Sylvia Moir z policji w Tempe mówi dla San Francisco Chronicle: Kierowca powiedział, że to było jak błysk, kiedy przed maską pojawiła się osoba. Pierwszym odczuciem kolizji był dźwięk zderzenia z autem.

Mówi się, że pojazd poruszał się z prędkością 38 mil na godzinę w strefie 35 mph, gdy uderzył w 49-letnią Elaine Herzberg, kiedy prowadziła ona rower i postanowiła zmienić kierunek i wkroczyć na jezdnię. Szef policji dodaje, że po obejrzeniu nagrań z kamer z autonomicznego Volvo jest oczywiste, że trudno byłoby uniknąć kolizji w jakimkolwiek trybie. Niezależnie, czy auto byłoby prowadzone przez człowieka, czy przez komputer.

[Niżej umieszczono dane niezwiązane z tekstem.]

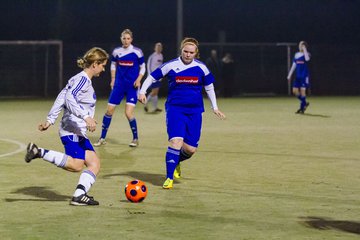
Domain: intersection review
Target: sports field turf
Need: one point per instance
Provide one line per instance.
(263, 173)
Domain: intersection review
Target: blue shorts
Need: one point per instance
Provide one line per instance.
(185, 126)
(118, 93)
(301, 83)
(75, 146)
(156, 84)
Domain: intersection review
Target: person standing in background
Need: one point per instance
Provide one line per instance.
(155, 60)
(127, 70)
(301, 82)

Wydaje się więc, że nie jest to wina systemu autonomicznego auta, ale jest to pierwszy przypadek, kiedy pieszy ginie w incydencie z jego udziałem. Wiadomo, że w Arizonie wiele firm testuje swoje autonomiczne auta i to samo właśnie robi Uber. Technologia ta wciąż znajduje się w fazie rozwoju i testów.

Pokazuje to jednak, że na chwile obecną system nie jest lepszy i bezpieczniejszy niż ludzki kierowca. Nie gwarantuje to bezpieczeństwa dla wszystkich uczestników ruchu, niezależnie od sytuacji, której nie jest w stanie przewidzieć nikt, ani komputer, ani najlepszy kierowca. Samochody Ubera pokonały już ponad dwa miliony mil w ciągu około trzech lat, a jest to dopiero drugi wypadek z ich udziałem.

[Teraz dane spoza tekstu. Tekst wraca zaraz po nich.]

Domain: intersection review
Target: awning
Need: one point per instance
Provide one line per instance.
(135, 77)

Oczywiście dochodzi też do tego czynnik ludzki, że nawet najlepszy system nie będzie w stanie zareagować. Chodzi właśnie o takie sytuacje jak ta, kiedy wystarczy ułamek sekundy i wykonanie nieoczekiwanego manewru. Systemy autonomicznych aut cały czas się uczą nowych sytuacji na drodze, ale zawsze mogą się pojawić takie, którym nie da się zapobiec.

Szef policji, Sylvia Moir dodaje również, że Uber nie ponosi odpowiedzialności za ten wypadek. Mówi jednak, że zarzuty mogą zostać postawione kierowcy asystującemu, który znajdował się w pojeździe. Będzie to oczywiście bardzo trudne do rozstrzygnięcia. W przyszłości możemy spotkać się z wieloma takimi przypadkami, kiedy takie auta staną się powszechne. Nie wiadomo jak będzie wyglądało to pod względem prawnym i kto wtedy będzie winien wszelkim wypadkom, które mogą przydarzyć się na każdym kroku. Co w momencie, gdy udział w kolizji będą brać dwa auta autonomiczne tego samego producenta? Możemy liczyć na wiele ciekawych zagadnień i przed nami jeszcze długa droga, zanim takie pojazdy pojawią się w naszym codziennym życiu.